Post-surgery infections occur more often in patients with rheumatoid arthritis, spondyloarthritis and SLE than in patients with osteoarthritis, which is the most common reason for these replacements in the general population.2 For example, one study found that patients with rheumatoid arthritis had twice the risk of developing an infection in the region surrounding their new prosthetic joint compared with patients with osteoarthritis.3 The guideline recommendations are designed to balance the risks of post-surgical infection with the risks of disease flare, which can be quite serious in such conditions as severe SLE.
One of the guideline panel participants, Jasvinder A. Singh, MD, MPH, professor of medicine and epidemiology at the University of Alabama at Birmingham and a staff rheumatologist at the Birmingham Veterans Affairs Medical Center, notes these infections can range in severity from mild suture infections to deep infections that spread into the joint and prosthesis. “Although rare, the latter are disastrous—a huge deal for both the patient and the surgeon,” he says.
Dr.

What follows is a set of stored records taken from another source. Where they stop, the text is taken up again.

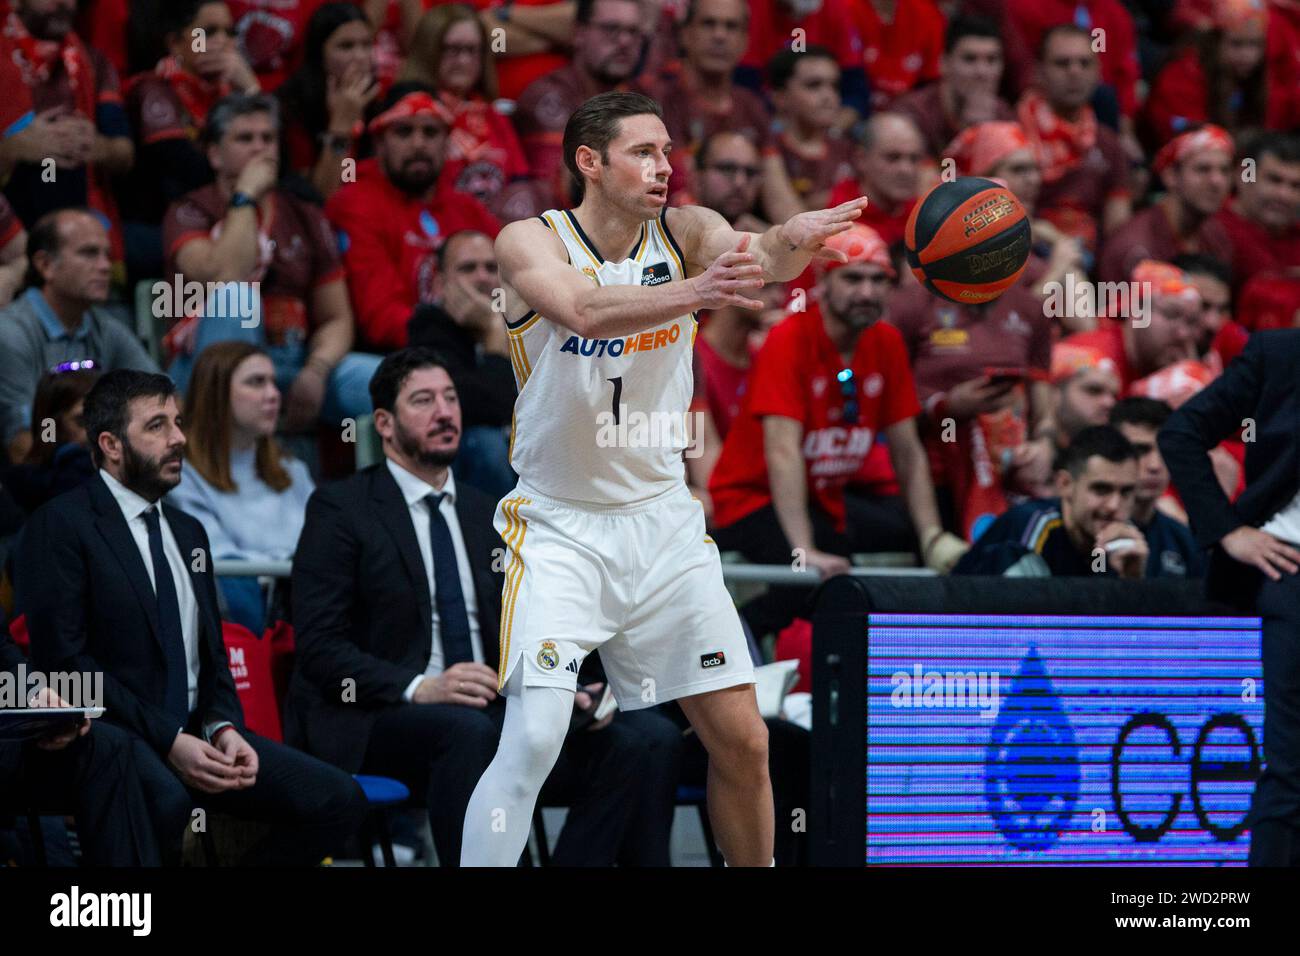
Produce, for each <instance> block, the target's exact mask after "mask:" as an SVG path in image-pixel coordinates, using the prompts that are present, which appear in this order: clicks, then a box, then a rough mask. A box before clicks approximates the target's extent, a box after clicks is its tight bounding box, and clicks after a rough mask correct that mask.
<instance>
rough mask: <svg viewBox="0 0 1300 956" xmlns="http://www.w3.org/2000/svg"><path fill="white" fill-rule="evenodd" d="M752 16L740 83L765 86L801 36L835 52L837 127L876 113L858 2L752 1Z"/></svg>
mask: <svg viewBox="0 0 1300 956" xmlns="http://www.w3.org/2000/svg"><path fill="white" fill-rule="evenodd" d="M749 16H750V21H749V46H748V47H746V48H745V55H744V56H742V57H741V61H740V66H738V68H737V72H736V78H737V81H738V82H740V83H742V85H745V86H748V87H749V88H751V90H755V91H757V90H761V88H762V82H763V70H764V69H770V66H768V65H770V64H771V62H772V57H775V56H776V55H777V53H780V52H781V51H783V49H789V48H790V47H793V46H794V39H796V38H798V39H800V40H801V43H802V44H803V48H805V49H809V51H811V49H813V48H814V47H822V48H824V49H827V51H829V53H831V59H832V60H835V62H836V65H837V66H839V68H840V69H839V72H837V73H836V86H837V90H839V98H840V103H842V108H841V109H840V116H839V118H837V120H836V122H835V126H836V129H848V127H849V126H850V125H852V124H854V122H855V121H857V120H858V118H859V117H863V116H867V113H870V112H871V91H870V88H868V85H867V74H866V70H865V69H863V65H865V57H866V47H865V44H863V42H862V35H861V34H859V33H858V29H857V23H855V18H854V13H853V3H852V0H750V4H749ZM816 208H819V207H816ZM777 221H780V220H777Z"/></svg>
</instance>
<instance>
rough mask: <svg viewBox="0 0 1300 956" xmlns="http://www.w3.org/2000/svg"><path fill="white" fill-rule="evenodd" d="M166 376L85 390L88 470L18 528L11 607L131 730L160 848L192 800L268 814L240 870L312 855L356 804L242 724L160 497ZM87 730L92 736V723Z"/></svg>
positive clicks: (127, 374) (319, 762)
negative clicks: (65, 490) (92, 471)
mask: <svg viewBox="0 0 1300 956" xmlns="http://www.w3.org/2000/svg"><path fill="white" fill-rule="evenodd" d="M175 398H177V397H175V386H174V385H173V384H172V380H170V378H168V377H166V376H162V375H156V373H148V372H135V371H126V369H117V371H113V372H109V373H107V375H105V376H104V377H103V378H100V380H99V381H98V382H96V384H95V388H94V389H91V393H90V394H88V395H87V397H86V412H85V415H86V436H87V438H88V441H90V445H91V453H92V455H94V457H95V462H96V464H98V466H99V468H100V471H99V475H98V476H96V477H94V479H91V480H90V481H88V483H86V484H85V485H82V486H81V488H78V489H75V490H73V492H69V493H68V494H64V496H60V497H59V498H55V499H53V501H51V502H49V503H47V505H45V506H44V507H42V509H40V510H38V511H36V514H35V515H32V516H31V518H30V519H29V522H27V524H26V527H25V528H23V533H22V537H21V540H19V544H18V553H17V555H16V559H14V568H16V572H17V580H16V584H17V606H18V609H21V610H22V611H23V613H25V614H26V615H27V632H29V635H30V637H31V654H32V661H34V663H35V665H36V666H39V667H42V669H44V670H47V671H56V670H68V671H100V672H103V675H104V706H105V714H104V718H103V719H104V721H107V722H109V723H112V724H116V726H117V727H121V728H122V730H123V731H126V732H127V734H129V735H130V736H131V737H133V740H134V743H135V745H134V748H133V750H134V753H135V758H136V766H138V771H139V774H140V777H142V779H143V780H144V786H146V791H147V792H149V793H155V795H156V799H155V803H153V805H152V812H153V816H155V819H156V821H157V822H159V827H160V830H161V831H162V832H164V834H166V838H168V845H165V847H164V858H169V860H174V858H177V856H178V851H179V842H181V836H182V835H183V831H185V827H186V825H187V823H188V822H190V813H191V809H192V808H194V806H196V805H201V806H203V808H204V809H205V810H207V812H208V813H212V812H218V813H230V814H233V816H237V817H244V818H252V819H259V821H265V822H268V823H272V829H270V831H269V832H268V834H266V835H265V836H264V838H261V839H260V840H259V842H257V843H255V844H253V845H251V847H248V849H247V851H246V852H244V855H243V857H242V860H240V862H243V864H246V865H251V864H261V865H281V866H283V865H292V864H298V865H315V864H318V862H320V861H321V858H322V857H325V856H326V855H330V853H334V852H338V849H339V848H341V845H342V844H343V842H344V840H346V839H347V838H348V836H351V835H352V834H354V832H355V831H356V829H357V827H359V826H360V823H361V821H363V819H364V817H365V813H367V803H365V796H364V795H363V793H361V788H360V787H359V786H357V784H356V782H355V780H354V779H351V778H350V777H348V775H347V774H344V773H342V771H339V770H335V769H333V767H329V766H326V765H325V763H321V762H320V761H317V760H315V758H312V757H308V756H305V754H303V753H298V752H296V750H292V749H291V748H289V747H283V745H281V744H277V743H273V741H270V740H265V739H263V737H260V736H257V735H255V734H251V732H248V731H246V730H244V726H243V709H242V708H240V705H239V697H238V696H237V695H235V684H234V679H233V678H231V676H230V666H229V662H227V658H226V649H225V645H224V644H222V637H221V619H220V615H218V611H217V593H216V587H214V585H213V576H212V564H211V562H207V563H200V562H195V561H194V558H192V555H195V554H211V553H212V550H211V546H209V544H208V536H207V535H205V533H204V531H203V525H201V524H199V522H196V520H195V519H194V518H191V516H188V515H187V514H185V512H183V511H181V510H178V509H174V507H172V506H170V505H166V503H161V498H162V496H164V494H166V493H168V492H170V490H172V489H173V488H175V486H177V484H179V481H181V457H182V453H183V449H185V434H183V433H182V431H181V427H179V408H178V406H177V401H175ZM96 732H98V731H96Z"/></svg>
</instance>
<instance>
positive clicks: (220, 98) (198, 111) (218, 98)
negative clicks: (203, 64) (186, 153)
mask: <svg viewBox="0 0 1300 956" xmlns="http://www.w3.org/2000/svg"><path fill="white" fill-rule="evenodd" d="M153 72H155V73H156V74H157V75H160V77H162V79H165V81H166V83H168V86H170V87H172V90H173V92H175V95H177V99H179V100H181V105H182V107H185V108H186V112H188V113H190V117H191V118H192V120H194V125H195V126H198V127H200V129H201V127H203V125H204V124H205V122H207V121H208V111H209V109H212V107H213V105H214V104H216V101H217V100H220V99H221V98H222V96H225V95H226V94H229V92H230V85H229V83H209V82H208V81H207V79H204V78H203V77H200V75H199V74H196V73H191V72H190V70H187V69H185V66H182V65H181V61H179V60H177V59H175V57H174V56H164V57H162V59H161V60H159V64H157V66H155V68H153Z"/></svg>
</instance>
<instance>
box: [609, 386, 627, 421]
mask: <svg viewBox="0 0 1300 956" xmlns="http://www.w3.org/2000/svg"><path fill="white" fill-rule="evenodd" d="M606 381H607V382H611V384H612V385H614V424H619V399H620V398H621V397H623V376H621V375H616V376H614V377H612V378H606Z"/></svg>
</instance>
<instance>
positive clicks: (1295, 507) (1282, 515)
mask: <svg viewBox="0 0 1300 956" xmlns="http://www.w3.org/2000/svg"><path fill="white" fill-rule="evenodd" d="M1260 531H1266V532H1268V533H1270V535H1273V537H1277V538H1282V540H1283V541H1286V542H1287V544H1288V545H1300V494H1297V496H1296V497H1294V498H1292V499H1291V501H1290V503H1287V505H1286V506H1284V507H1283V509H1282V510H1281V511H1278V512H1277V514H1275V515H1273V518H1270V519H1269V520H1268V522H1265V523H1264V525H1262V527H1261V528H1260Z"/></svg>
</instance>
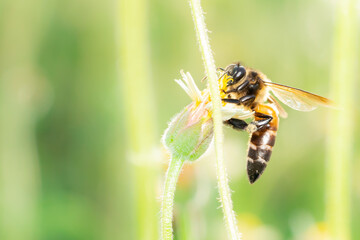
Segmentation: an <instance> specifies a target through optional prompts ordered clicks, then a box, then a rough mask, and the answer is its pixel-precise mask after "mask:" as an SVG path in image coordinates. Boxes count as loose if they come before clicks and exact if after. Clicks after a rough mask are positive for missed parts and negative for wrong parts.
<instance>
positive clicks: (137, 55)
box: [116, 0, 160, 240]
mask: <svg viewBox="0 0 360 240" xmlns="http://www.w3.org/2000/svg"><path fill="white" fill-rule="evenodd" d="M117 7H118V8H117V15H116V26H117V29H118V30H119V31H118V33H119V34H118V39H117V44H118V54H117V56H118V59H119V60H120V66H119V70H121V77H120V78H119V80H120V82H121V88H122V89H121V90H122V91H121V95H122V99H120V101H121V105H122V106H124V108H125V111H124V112H125V114H124V115H123V118H124V119H125V125H126V130H127V136H126V139H127V140H126V141H127V142H128V145H127V156H128V159H129V158H130V159H129V160H130V161H129V162H131V163H133V165H131V170H132V175H133V182H134V186H132V187H133V188H134V192H135V196H134V205H135V211H136V224H133V225H135V226H136V229H135V232H136V239H144V240H152V239H158V236H157V234H158V225H157V223H158V221H157V216H156V214H157V211H158V210H157V209H158V206H157V203H156V183H157V181H156V180H157V179H156V178H157V169H158V168H157V166H158V164H157V163H159V162H160V161H157V159H156V154H154V153H155V152H156V151H154V149H156V146H157V145H158V140H157V138H156V132H157V131H156V128H157V127H156V120H155V119H156V117H155V114H156V107H155V100H154V95H153V92H154V91H153V87H152V86H153V84H152V83H151V79H150V72H151V71H150V57H149V52H150V51H149V47H148V46H149V37H148V30H147V29H149V27H148V22H149V20H148V14H147V11H148V1H147V0H117ZM139 86H141V87H139ZM135 89H136V91H135Z"/></svg>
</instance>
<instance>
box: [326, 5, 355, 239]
mask: <svg viewBox="0 0 360 240" xmlns="http://www.w3.org/2000/svg"><path fill="white" fill-rule="evenodd" d="M355 3H356V1H355V0H338V1H337V6H336V22H335V32H334V45H333V48H334V52H333V62H332V66H331V69H332V76H331V77H332V82H331V91H332V98H333V100H334V101H335V102H336V103H337V105H338V106H339V108H340V110H338V111H336V110H334V111H331V114H330V118H329V119H330V125H329V141H328V153H327V154H328V162H327V176H326V183H327V190H326V194H327V196H326V215H327V223H328V229H329V232H330V235H331V239H341V240H347V239H351V237H350V236H351V234H350V179H351V175H350V174H351V168H350V164H351V160H352V153H353V145H352V143H353V131H354V122H353V119H354V115H353V109H354V108H353V107H354V103H355V99H354V97H355V95H354V86H355V84H356V79H355V71H356V68H355V63H356V53H357V51H356V47H357V42H356V33H357V31H358V27H357V19H356V12H355V9H356V6H355Z"/></svg>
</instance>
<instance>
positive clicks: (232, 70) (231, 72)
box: [230, 65, 240, 77]
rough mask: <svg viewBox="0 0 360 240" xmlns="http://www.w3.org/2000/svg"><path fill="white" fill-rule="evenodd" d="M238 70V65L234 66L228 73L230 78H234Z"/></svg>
mask: <svg viewBox="0 0 360 240" xmlns="http://www.w3.org/2000/svg"><path fill="white" fill-rule="evenodd" d="M239 68H240V66H239V65H235V67H234V68H233V69H232V70H231V72H230V76H232V77H234V76H235V75H236V73H237V72H238V71H239Z"/></svg>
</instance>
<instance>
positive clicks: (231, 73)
mask: <svg viewBox="0 0 360 240" xmlns="http://www.w3.org/2000/svg"><path fill="white" fill-rule="evenodd" d="M226 74H228V75H229V76H231V77H232V80H230V81H229V82H228V83H227V85H228V86H230V85H233V84H236V83H237V82H239V81H240V80H241V79H242V78H243V77H244V76H245V75H246V69H245V67H244V66H241V64H240V63H237V64H231V65H230V66H228V67H227V68H226Z"/></svg>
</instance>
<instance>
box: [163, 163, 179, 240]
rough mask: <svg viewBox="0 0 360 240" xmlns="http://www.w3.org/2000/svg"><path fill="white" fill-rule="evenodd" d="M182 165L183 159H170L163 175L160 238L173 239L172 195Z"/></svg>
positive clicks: (175, 185)
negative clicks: (168, 163) (164, 178)
mask: <svg viewBox="0 0 360 240" xmlns="http://www.w3.org/2000/svg"><path fill="white" fill-rule="evenodd" d="M183 165H184V160H183V159H176V158H173V159H171V160H170V163H169V167H168V170H167V172H166V176H165V184H164V193H163V194H164V195H163V198H162V201H161V202H162V206H161V226H160V234H161V238H160V239H162V240H170V239H173V234H172V233H173V229H172V218H173V208H174V196H175V189H176V183H177V181H178V178H179V174H180V172H181V169H182V166H183Z"/></svg>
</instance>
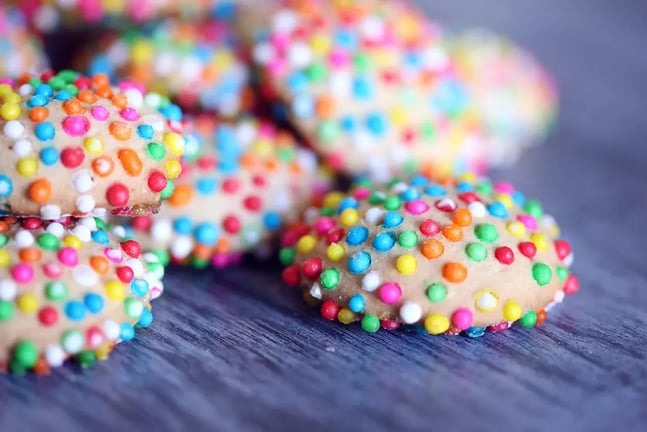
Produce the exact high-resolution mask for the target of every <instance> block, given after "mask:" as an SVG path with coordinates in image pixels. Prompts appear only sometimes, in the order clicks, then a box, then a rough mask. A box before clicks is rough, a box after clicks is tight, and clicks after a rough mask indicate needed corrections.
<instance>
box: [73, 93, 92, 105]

Singh explains that recovery from such infections can require multiple surgeries over a one- to two-year period, causing major issues with patient disability and immobility, as well as a high risk of reinfection when a new prosthesis is eventually surgically implanted.
Lead guideline author Susan M. Goodman, MD, professor of clinical medicine at Weill Cornell Medicine and an attending rheumatologist at the Hospital for Special Surgery, New York City, notes that the patients who participated in the patient panel on the 2017 guideline were more concerned about infection risk than the risk of flare, even though disease flares after surgery may occur in more than half of patients.1,2 “They were remarkably unified in their concern about infection,” Dr. Goodman says. “They felt that while flares were very difficult, infections could become severe, and their unpredictable nature was even more difficult.”